As Chader Buri looks out at the world today, she may see more discord than cohesion. Earlier in September, I watched a lunar eclipse with a small group of people, with whom I am now forever connected. For a few hours, we watched the moon vanish into shadow and re-emerge, agreeing to spend the night in shared silence under the sky. Contemplating the ancestral granny on the moon, I began rethinking the kind of world I want to live in: on what agreements do I organize, and with whom do I come together?
Audre Lorde wrote, “Without community, there is no liberation… but community must not mean a shedding of our differences, nor the pathetic pretense that these differences do not exist.” She warned against the isolation of individualism. The nationalist vision of citizenship is a pragmatic arrangement to sustain divide-and-rule. Lorde urges us to come together across acknowledged differences, toward a greater whole. Our differences should foster cohesion, not division.
THE SMALL PINK CIRCLE
For five years, I have been reading together with others. Reading is usually solitary—the way you are reading this text now is unique to you. Reading together is an act of compromise, an acknowledgment of infinite points of view.
The Sister Library community is porous: old and young, religious and ambiguous, male, female, non-binary, students, dropouts, entrepreneurs, academics. All sorts come—and often not even in the library. We gather to read, rethink characters, ask questions, and create. For five years, people have entered, left, and returned without obligation. Once is enough and lasting.
Communities need no permission to form. They are discreet, organic ways of coming together. Many remain invisible—taboo, hidden networks of support among like-minded or like-desiring people. Others seek visibility, banding together to occupy space as a collective mass.

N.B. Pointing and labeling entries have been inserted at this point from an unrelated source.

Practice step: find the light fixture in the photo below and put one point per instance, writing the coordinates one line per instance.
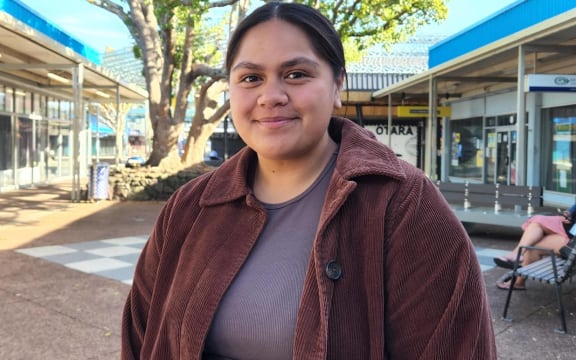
(102, 94)
(58, 78)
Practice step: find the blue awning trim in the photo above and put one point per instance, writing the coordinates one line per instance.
(23, 13)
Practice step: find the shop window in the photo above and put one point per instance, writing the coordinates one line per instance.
(562, 161)
(6, 153)
(466, 149)
(24, 142)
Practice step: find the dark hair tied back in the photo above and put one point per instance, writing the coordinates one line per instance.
(321, 33)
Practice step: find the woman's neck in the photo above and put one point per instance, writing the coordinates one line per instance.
(277, 181)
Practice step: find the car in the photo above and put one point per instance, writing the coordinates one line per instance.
(135, 161)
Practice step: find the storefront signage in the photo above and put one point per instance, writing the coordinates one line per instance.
(404, 140)
(421, 111)
(550, 82)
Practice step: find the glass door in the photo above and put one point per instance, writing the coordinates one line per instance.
(505, 159)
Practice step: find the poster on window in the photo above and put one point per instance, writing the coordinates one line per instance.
(404, 140)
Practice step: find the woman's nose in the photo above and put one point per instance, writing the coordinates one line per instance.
(272, 94)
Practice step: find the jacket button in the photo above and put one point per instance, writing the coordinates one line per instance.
(333, 270)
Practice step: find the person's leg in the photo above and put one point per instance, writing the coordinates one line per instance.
(532, 235)
(552, 241)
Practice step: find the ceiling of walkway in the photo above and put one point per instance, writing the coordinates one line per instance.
(493, 68)
(32, 61)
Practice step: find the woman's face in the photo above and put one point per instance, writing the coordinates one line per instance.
(281, 93)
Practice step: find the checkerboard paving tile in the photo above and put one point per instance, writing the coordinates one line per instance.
(111, 258)
(116, 258)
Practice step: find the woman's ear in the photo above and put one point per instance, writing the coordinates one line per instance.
(338, 89)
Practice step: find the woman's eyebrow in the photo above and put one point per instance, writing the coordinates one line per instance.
(287, 64)
(300, 61)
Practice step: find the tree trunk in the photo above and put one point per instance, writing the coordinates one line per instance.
(166, 134)
(196, 143)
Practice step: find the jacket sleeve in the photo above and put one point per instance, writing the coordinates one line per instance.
(436, 307)
(135, 314)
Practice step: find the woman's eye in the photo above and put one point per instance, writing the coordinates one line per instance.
(296, 75)
(250, 78)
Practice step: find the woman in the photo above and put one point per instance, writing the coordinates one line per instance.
(313, 242)
(548, 232)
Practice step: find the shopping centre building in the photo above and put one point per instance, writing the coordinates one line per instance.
(47, 81)
(502, 98)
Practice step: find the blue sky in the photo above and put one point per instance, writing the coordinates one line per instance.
(98, 28)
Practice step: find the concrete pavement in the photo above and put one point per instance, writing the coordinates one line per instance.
(51, 309)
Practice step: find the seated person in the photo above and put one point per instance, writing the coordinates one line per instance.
(550, 232)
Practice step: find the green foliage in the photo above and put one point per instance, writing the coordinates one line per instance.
(384, 22)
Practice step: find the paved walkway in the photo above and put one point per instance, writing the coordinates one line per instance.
(67, 268)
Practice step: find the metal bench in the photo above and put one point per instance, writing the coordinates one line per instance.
(552, 270)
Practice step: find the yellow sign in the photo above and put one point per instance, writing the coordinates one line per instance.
(421, 111)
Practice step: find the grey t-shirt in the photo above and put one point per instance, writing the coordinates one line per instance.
(257, 316)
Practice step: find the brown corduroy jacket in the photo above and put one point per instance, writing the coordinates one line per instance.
(392, 275)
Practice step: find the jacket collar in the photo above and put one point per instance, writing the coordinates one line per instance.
(360, 154)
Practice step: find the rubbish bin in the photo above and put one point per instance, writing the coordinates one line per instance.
(98, 189)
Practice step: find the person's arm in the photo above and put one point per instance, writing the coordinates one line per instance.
(571, 211)
(135, 315)
(437, 305)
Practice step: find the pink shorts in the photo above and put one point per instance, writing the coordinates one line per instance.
(553, 224)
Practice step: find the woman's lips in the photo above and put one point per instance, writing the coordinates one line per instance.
(275, 122)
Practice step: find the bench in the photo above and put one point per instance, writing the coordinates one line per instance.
(496, 204)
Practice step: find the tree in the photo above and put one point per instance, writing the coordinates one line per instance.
(181, 46)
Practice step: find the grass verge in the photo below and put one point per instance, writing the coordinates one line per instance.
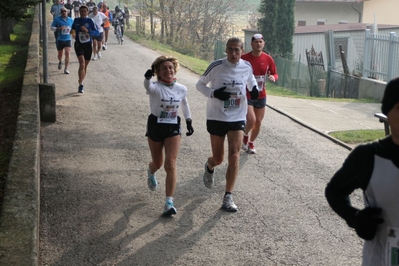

For me, community rests on two pillars: freedom of movement and availability. You give what you can. The structure varies, but belonging is enduring while presence is a choice. For many, a community is a chosen family. In the quiet acts of stitching or reading together, we agree to be alone together, to check in and share, to look each other in the eye, at the same level, and to say, “we are in this, together.”